When the Philadelphia Flyers kicked off their regular season this week, the Wells Fargo Center was sparse — a now-familiar sight for sports fans during the coronavirus pandemic.
But behind the Flyers bench and adjacent to Gritty’s game-day perch were two frontline workers: Amanda and Josh Hatheway.
The Langhorne couple, along with their young sons Westin and Carson, were the first to be recognized by the Flyers as part of a new program that honors essential workers during the pandemic.
Amanda, a nurse at St. Mary’s Medical Center, cares for patients discharged from the hospital, including those who have been diagnosed with COVID-19. Josh, an EMT who also works for St. Mary’s, is an EMT and clinical lead for the hospital’s emergency room technicians. In addition to trauma patients who come through the ER, he treats COVID-19 patients.
It was only a few months ago, and well into the pandemic, that Amanda was diagnosed with leukemia.
After Amanda and Josh got a call from the Flyers about the home opener, they hung up in tears.
“I wasn’t even sure what happened,” Amanda said in an interview with the Flyers clubhouse. “I didn’t even know if I was allowed to do this.”
Josh looked over at his wife. “Get your oncologist on the phone,” he said.
Before Wednesday night’s puck drop, Flyers players tapped their hockey sticks to the ice in celebration of the Bucks County duo.
Big stick taps to Amanda and Josh Hatheway of Langhorne, PA, the first Flyers Frontline Family honorees. Amanda is a nurse at St. Mary’s Medical Center & Josh is an EMT and clinical lead for all of the St. Mary’s emergency room technicians. 🧡🏒🖤@BELFORGroup | #PITvsPHI pic.twitter.com/8DFhTrpy4A
— Philadelphia Flyers (@NHLFlyers) January 14, 2021
“Essential and frontline workers throughout the Philadelphia region are sacrificing so much for our community,” said Valerie Camillo, president of business operations for the Flyers and Wells Fargo Center. “People like the Hatheways deserve to be recognized.”

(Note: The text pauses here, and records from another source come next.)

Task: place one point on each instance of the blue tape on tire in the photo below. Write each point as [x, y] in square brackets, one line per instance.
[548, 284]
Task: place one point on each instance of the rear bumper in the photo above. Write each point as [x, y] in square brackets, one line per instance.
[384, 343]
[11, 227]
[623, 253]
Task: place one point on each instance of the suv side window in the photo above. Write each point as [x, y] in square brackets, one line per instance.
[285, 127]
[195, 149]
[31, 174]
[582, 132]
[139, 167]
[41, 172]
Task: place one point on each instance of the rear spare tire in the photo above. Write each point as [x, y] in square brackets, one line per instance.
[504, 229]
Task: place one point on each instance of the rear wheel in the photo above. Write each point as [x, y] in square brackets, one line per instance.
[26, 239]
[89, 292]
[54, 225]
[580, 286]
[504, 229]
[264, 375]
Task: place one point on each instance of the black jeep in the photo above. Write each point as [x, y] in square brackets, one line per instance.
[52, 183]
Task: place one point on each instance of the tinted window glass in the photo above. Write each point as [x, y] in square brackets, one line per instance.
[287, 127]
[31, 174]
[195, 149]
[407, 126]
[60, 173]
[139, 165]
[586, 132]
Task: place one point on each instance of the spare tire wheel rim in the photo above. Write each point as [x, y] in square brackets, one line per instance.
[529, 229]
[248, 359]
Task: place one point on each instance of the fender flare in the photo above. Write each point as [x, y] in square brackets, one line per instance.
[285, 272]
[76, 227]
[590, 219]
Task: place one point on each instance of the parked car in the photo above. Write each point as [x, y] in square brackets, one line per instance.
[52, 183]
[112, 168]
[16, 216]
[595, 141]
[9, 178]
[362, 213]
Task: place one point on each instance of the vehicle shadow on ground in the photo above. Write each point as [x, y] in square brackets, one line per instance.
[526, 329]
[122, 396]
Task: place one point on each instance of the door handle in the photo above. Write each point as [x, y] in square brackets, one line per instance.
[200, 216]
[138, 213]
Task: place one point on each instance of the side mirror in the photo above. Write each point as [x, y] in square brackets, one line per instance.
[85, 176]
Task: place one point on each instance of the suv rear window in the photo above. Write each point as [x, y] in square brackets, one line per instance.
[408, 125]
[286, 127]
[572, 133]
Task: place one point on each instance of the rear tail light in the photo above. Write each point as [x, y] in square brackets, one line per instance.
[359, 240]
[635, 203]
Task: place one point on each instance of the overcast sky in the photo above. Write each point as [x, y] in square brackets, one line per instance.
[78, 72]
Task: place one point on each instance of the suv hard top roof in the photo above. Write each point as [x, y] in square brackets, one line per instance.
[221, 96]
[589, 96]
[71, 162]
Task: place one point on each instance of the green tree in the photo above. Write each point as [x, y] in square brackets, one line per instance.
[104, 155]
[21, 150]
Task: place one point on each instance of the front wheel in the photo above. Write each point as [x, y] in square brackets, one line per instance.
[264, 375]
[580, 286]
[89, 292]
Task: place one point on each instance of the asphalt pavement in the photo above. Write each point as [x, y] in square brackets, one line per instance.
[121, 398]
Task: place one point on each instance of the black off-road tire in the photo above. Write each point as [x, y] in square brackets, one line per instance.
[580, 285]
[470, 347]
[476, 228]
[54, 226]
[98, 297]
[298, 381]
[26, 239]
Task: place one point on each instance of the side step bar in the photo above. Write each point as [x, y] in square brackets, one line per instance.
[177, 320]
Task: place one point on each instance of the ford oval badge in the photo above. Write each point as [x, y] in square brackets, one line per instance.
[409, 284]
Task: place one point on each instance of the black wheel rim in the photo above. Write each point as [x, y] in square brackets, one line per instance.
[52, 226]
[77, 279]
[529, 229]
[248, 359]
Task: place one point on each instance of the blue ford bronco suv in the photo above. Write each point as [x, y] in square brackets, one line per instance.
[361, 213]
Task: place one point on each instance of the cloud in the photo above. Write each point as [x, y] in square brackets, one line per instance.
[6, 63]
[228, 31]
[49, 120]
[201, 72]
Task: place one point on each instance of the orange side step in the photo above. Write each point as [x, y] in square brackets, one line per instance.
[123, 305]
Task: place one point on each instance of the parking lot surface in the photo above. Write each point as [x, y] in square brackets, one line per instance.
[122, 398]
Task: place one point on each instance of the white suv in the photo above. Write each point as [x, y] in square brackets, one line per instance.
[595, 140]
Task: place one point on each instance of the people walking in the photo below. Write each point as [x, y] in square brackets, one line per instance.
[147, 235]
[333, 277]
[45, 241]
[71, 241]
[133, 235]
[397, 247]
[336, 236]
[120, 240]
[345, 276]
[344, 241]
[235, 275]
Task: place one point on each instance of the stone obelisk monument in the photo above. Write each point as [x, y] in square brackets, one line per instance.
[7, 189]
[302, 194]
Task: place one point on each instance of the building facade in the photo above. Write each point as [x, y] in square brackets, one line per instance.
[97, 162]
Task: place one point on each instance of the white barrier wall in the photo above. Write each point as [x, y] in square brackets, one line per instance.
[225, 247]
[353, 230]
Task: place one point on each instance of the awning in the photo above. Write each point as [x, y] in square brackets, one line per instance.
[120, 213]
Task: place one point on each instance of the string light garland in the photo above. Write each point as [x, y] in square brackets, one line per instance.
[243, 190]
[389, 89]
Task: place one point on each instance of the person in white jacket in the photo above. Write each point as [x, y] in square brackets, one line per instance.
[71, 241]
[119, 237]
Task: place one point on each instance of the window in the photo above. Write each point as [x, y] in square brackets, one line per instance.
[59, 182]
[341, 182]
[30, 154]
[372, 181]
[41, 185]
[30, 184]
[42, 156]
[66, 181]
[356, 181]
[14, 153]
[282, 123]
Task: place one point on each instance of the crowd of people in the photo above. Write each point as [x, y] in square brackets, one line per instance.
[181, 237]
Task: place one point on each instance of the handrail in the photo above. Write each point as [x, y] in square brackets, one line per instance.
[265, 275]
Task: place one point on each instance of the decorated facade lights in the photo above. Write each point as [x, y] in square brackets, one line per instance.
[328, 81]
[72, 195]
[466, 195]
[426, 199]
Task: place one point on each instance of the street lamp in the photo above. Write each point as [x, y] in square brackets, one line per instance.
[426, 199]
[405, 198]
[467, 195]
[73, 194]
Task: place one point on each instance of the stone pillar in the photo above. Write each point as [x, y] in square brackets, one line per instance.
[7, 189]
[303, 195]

Camillo commended the couple, who she said have put their own health and safety on the line for their community.
“We’re very simple people,” Josh said of the VIP treatment. “So for us this is over the top.”
Amanda’s favorite moment, though, was seeing Flyers forward Oskar Lindblom take to the ice. The 24-year-old was diagnosed with Ewing’s sarcoma in December 2019 and, after months of radiation treatments, Lindblom was able to join his teammates in the playoffs.
“He beat cancer,” Amanda said. “That’s my goal.”
Honorees for the Flyers Frontline Families powered by BELFOR Property Restoration program, such as the Hatheways, are selected through a nomination process.
Those interested in nominating a local health care worker, first responder, or another essential worker can do so online.
General fan admission remains on hold, but the Flyers plan to continue the program when fans are able to attend home games again.